Why server side processing is evil

What is server side processing

When I use the phrase server side processing (SSP) I am refering to what is commonly called SSI or server-parsed html, or a number of other things. What these all boil down to is that the server parses the HTML file, looking for magic strings that cause it to add content or remove from the HTML that is going to be delivered to the client.

What do people do with SSP?

Typical uses for SSP are including the current date, the date the file was generated, the clients login name, visitor counters, or selecting alternative text based on the HTTP headers of the request.

To see how useful these things are, notice that the two are things the reader already knows, one is at best a useless brag, and the final two generate documents that don't change when you reload them.

What's bad about SSP?

The last sentence reveals the fundamental problem of SSP. The useful things done with SSP are are static, and could have been generated when the document was generated. Parsing a source document once to generate the documents actually served will use much less CPU than parsing the document every time it is served.

To select between documents, having the server select between static documents (as with the aws module headerfilter) takes much less CPU than parsing the HTML as it passes through the server.

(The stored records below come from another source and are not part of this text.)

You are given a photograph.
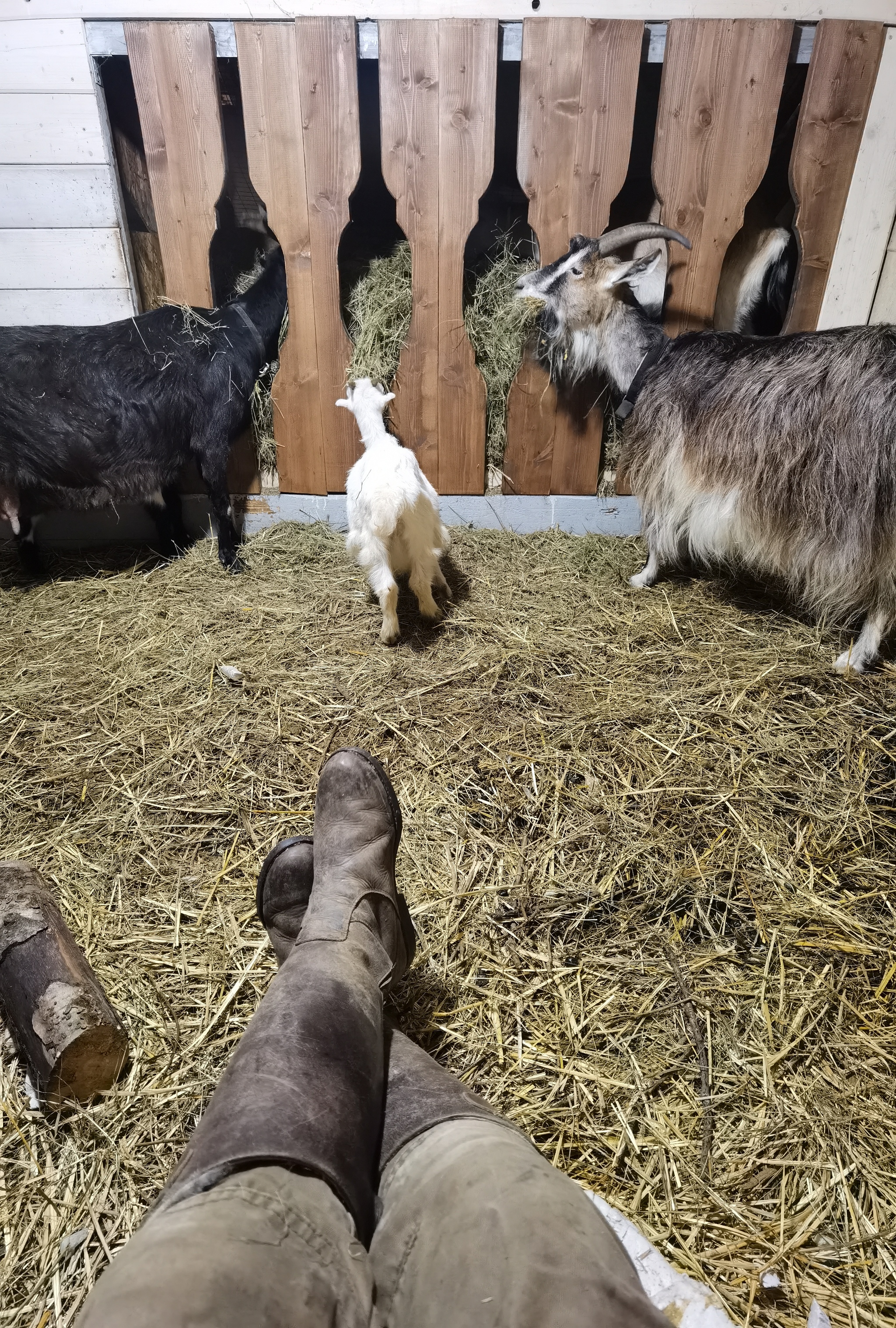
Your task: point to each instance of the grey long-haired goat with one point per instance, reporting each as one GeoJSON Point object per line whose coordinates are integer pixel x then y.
{"type": "Point", "coordinates": [774, 455]}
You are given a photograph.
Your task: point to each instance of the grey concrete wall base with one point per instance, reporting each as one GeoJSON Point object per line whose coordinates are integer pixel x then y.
{"type": "Point", "coordinates": [522, 514]}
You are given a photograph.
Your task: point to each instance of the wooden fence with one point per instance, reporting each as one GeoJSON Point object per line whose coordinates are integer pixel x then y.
{"type": "Point", "coordinates": [720, 95]}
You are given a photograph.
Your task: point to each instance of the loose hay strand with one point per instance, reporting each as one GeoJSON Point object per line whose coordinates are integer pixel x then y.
{"type": "Point", "coordinates": [591, 781]}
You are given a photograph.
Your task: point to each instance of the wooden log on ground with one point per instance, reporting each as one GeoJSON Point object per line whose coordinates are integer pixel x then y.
{"type": "Point", "coordinates": [55, 1008]}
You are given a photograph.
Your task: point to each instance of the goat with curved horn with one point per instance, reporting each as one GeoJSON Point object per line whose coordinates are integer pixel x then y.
{"type": "Point", "coordinates": [614, 241]}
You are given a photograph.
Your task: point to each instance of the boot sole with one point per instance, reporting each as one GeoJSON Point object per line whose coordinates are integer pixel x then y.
{"type": "Point", "coordinates": [266, 866]}
{"type": "Point", "coordinates": [408, 930]}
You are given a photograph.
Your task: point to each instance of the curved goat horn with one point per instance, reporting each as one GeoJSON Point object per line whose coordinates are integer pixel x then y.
{"type": "Point", "coordinates": [623, 235]}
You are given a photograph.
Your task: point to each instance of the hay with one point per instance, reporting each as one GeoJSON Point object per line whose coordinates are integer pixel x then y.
{"type": "Point", "coordinates": [634, 824]}
{"type": "Point", "coordinates": [500, 326]}
{"type": "Point", "coordinates": [380, 309]}
{"type": "Point", "coordinates": [497, 323]}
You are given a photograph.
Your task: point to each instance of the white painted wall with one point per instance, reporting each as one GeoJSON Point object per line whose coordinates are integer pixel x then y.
{"type": "Point", "coordinates": [805, 11]}
{"type": "Point", "coordinates": [62, 253]}
{"type": "Point", "coordinates": [870, 210]}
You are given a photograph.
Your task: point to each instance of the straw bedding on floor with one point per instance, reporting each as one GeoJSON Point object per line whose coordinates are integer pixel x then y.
{"type": "Point", "coordinates": [650, 849]}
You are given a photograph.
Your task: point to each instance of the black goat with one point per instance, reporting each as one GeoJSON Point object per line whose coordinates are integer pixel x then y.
{"type": "Point", "coordinates": [102, 415]}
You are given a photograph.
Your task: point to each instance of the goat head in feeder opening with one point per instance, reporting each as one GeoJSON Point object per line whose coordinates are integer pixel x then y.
{"type": "Point", "coordinates": [584, 297]}
{"type": "Point", "coordinates": [92, 416]}
{"type": "Point", "coordinates": [776, 455]}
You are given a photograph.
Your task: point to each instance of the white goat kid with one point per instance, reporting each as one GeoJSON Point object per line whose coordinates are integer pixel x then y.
{"type": "Point", "coordinates": [393, 516]}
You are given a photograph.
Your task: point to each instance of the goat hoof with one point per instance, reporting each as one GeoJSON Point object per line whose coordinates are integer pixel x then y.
{"type": "Point", "coordinates": [640, 581]}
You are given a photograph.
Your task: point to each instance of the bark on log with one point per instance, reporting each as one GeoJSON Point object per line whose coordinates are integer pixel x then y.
{"type": "Point", "coordinates": [53, 1006]}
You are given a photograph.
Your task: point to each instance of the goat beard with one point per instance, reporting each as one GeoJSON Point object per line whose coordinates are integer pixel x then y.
{"type": "Point", "coordinates": [567, 356]}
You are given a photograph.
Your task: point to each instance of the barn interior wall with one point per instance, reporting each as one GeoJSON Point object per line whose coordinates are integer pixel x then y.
{"type": "Point", "coordinates": [63, 253]}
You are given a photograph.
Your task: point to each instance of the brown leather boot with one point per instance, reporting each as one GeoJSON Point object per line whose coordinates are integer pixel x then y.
{"type": "Point", "coordinates": [283, 892]}
{"type": "Point", "coordinates": [419, 1092]}
{"type": "Point", "coordinates": [304, 1088]}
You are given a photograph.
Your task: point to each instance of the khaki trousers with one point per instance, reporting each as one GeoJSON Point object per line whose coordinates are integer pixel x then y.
{"type": "Point", "coordinates": [477, 1229]}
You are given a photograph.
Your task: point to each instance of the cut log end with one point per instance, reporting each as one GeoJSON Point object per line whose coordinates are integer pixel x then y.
{"type": "Point", "coordinates": [88, 1065]}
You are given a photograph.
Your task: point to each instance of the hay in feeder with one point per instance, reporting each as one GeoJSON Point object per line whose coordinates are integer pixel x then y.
{"type": "Point", "coordinates": [380, 309]}
{"type": "Point", "coordinates": [650, 847]}
{"type": "Point", "coordinates": [500, 326]}
{"type": "Point", "coordinates": [497, 323]}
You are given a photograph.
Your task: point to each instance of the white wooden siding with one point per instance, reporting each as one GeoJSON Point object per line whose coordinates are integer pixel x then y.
{"type": "Point", "coordinates": [81, 260]}
{"type": "Point", "coordinates": [805, 11]}
{"type": "Point", "coordinates": [44, 128]}
{"type": "Point", "coordinates": [80, 309]}
{"type": "Point", "coordinates": [46, 55]}
{"type": "Point", "coordinates": [57, 196]}
{"type": "Point", "coordinates": [63, 256]}
{"type": "Point", "coordinates": [871, 205]}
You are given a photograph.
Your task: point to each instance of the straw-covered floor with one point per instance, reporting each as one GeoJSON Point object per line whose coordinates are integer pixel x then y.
{"type": "Point", "coordinates": [650, 847]}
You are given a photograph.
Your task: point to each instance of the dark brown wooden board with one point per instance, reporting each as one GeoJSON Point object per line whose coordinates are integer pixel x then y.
{"type": "Point", "coordinates": [840, 84]}
{"type": "Point", "coordinates": [276, 156]}
{"type": "Point", "coordinates": [328, 92]}
{"type": "Point", "coordinates": [718, 103]}
{"type": "Point", "coordinates": [437, 96]}
{"type": "Point", "coordinates": [411, 168]}
{"type": "Point", "coordinates": [578, 89]}
{"type": "Point", "coordinates": [468, 55]}
{"type": "Point", "coordinates": [176, 81]}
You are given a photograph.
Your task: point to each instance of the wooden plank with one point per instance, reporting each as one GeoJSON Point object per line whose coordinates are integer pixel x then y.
{"type": "Point", "coordinates": [329, 112]}
{"type": "Point", "coordinates": [44, 55]}
{"type": "Point", "coordinates": [885, 307]}
{"type": "Point", "coordinates": [57, 196]}
{"type": "Point", "coordinates": [68, 260]}
{"type": "Point", "coordinates": [578, 89]}
{"type": "Point", "coordinates": [77, 309]}
{"type": "Point", "coordinates": [51, 129]}
{"type": "Point", "coordinates": [829, 134]}
{"type": "Point", "coordinates": [410, 113]}
{"type": "Point", "coordinates": [808, 11]}
{"type": "Point", "coordinates": [718, 103]}
{"type": "Point", "coordinates": [468, 53]}
{"type": "Point", "coordinates": [176, 80]}
{"type": "Point", "coordinates": [437, 93]}
{"type": "Point", "coordinates": [276, 157]}
{"type": "Point", "coordinates": [868, 213]}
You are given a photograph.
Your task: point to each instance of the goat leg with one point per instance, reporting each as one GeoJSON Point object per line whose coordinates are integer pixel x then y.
{"type": "Point", "coordinates": [28, 555]}
{"type": "Point", "coordinates": [214, 473]}
{"type": "Point", "coordinates": [866, 650]}
{"type": "Point", "coordinates": [650, 573]}
{"type": "Point", "coordinates": [168, 516]}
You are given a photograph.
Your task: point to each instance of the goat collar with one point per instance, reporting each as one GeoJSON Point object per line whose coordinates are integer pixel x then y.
{"type": "Point", "coordinates": [259, 343]}
{"type": "Point", "coordinates": [634, 391]}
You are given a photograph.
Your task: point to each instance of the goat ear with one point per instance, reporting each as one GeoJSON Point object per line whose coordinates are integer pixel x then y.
{"type": "Point", "coordinates": [635, 271]}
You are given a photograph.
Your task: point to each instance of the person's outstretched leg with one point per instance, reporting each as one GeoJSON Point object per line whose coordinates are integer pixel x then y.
{"type": "Point", "coordinates": [478, 1229]}
{"type": "Point", "coordinates": [302, 1095]}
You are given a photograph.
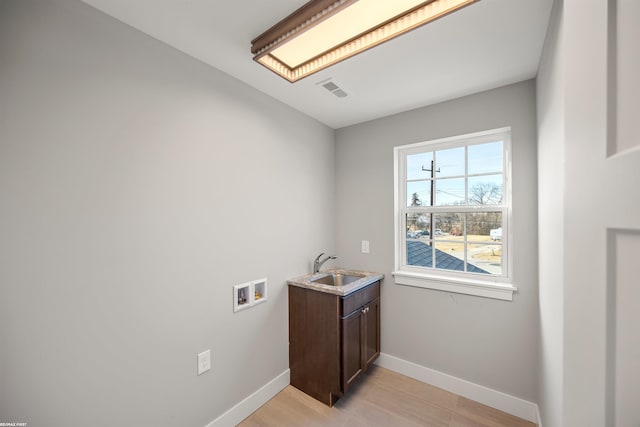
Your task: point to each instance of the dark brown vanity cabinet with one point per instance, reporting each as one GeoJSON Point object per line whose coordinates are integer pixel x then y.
{"type": "Point", "coordinates": [332, 339]}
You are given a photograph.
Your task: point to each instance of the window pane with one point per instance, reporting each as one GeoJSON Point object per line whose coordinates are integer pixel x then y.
{"type": "Point", "coordinates": [418, 226]}
{"type": "Point", "coordinates": [449, 192]}
{"type": "Point", "coordinates": [485, 190]}
{"type": "Point", "coordinates": [450, 162]}
{"type": "Point", "coordinates": [450, 255]}
{"type": "Point", "coordinates": [416, 163]}
{"type": "Point", "coordinates": [484, 158]}
{"type": "Point", "coordinates": [449, 226]}
{"type": "Point", "coordinates": [418, 246]}
{"type": "Point", "coordinates": [481, 224]}
{"type": "Point", "coordinates": [419, 193]}
{"type": "Point", "coordinates": [484, 258]}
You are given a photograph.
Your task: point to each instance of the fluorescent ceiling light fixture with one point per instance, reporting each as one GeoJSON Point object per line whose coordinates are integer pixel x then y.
{"type": "Point", "coordinates": [324, 32]}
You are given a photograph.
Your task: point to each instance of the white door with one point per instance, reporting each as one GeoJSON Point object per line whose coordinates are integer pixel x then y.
{"type": "Point", "coordinates": [602, 195]}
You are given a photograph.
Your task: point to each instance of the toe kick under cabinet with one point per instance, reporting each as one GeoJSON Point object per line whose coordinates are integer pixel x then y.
{"type": "Point", "coordinates": [332, 339]}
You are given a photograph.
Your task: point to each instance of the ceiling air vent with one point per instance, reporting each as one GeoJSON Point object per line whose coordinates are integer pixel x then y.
{"type": "Point", "coordinates": [331, 86]}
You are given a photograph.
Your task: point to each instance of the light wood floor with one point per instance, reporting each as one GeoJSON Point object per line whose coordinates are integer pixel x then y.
{"type": "Point", "coordinates": [382, 398]}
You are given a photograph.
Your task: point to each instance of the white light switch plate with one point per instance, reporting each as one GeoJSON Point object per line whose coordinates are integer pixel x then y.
{"type": "Point", "coordinates": [204, 362]}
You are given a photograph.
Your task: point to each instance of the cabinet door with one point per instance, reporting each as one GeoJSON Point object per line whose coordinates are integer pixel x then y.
{"type": "Point", "coordinates": [352, 356]}
{"type": "Point", "coordinates": [371, 342]}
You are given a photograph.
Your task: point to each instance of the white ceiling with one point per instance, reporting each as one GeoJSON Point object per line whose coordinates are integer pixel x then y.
{"type": "Point", "coordinates": [486, 45]}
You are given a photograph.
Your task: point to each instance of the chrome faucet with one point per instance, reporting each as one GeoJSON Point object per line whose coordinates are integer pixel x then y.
{"type": "Point", "coordinates": [318, 262]}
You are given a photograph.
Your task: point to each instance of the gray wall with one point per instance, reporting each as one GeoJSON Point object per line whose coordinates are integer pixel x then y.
{"type": "Point", "coordinates": [137, 186]}
{"type": "Point", "coordinates": [489, 342]}
{"type": "Point", "coordinates": [551, 155]}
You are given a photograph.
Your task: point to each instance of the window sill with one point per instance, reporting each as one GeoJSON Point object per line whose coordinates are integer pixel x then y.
{"type": "Point", "coordinates": [501, 291]}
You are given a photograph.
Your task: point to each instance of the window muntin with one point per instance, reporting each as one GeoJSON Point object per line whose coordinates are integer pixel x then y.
{"type": "Point", "coordinates": [454, 208]}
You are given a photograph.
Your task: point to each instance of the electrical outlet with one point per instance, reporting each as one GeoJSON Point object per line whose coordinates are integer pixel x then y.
{"type": "Point", "coordinates": [204, 362]}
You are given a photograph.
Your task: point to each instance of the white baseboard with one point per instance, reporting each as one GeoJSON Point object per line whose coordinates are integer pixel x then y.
{"type": "Point", "coordinates": [496, 399]}
{"type": "Point", "coordinates": [252, 402]}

Further, SSP doesn't work with caches. If the document is cached (and there is no universal method for disabling this), users start seeing the wrong version of the document. For the cases where the document is not cached, it must be refetched - even if unchanged - for every load. This increases the network load across the entire network. Until the average end-user bandwidth starts going up instead of down, this will be a bad thing.

Summary

SSP appears to serve no useful purpose which pre-processing documents cannot provide. Further, it causes both extra CPU usage on the server and extra bandwidth usage on the entire network while doing so. As such, it is best avoided at all costs.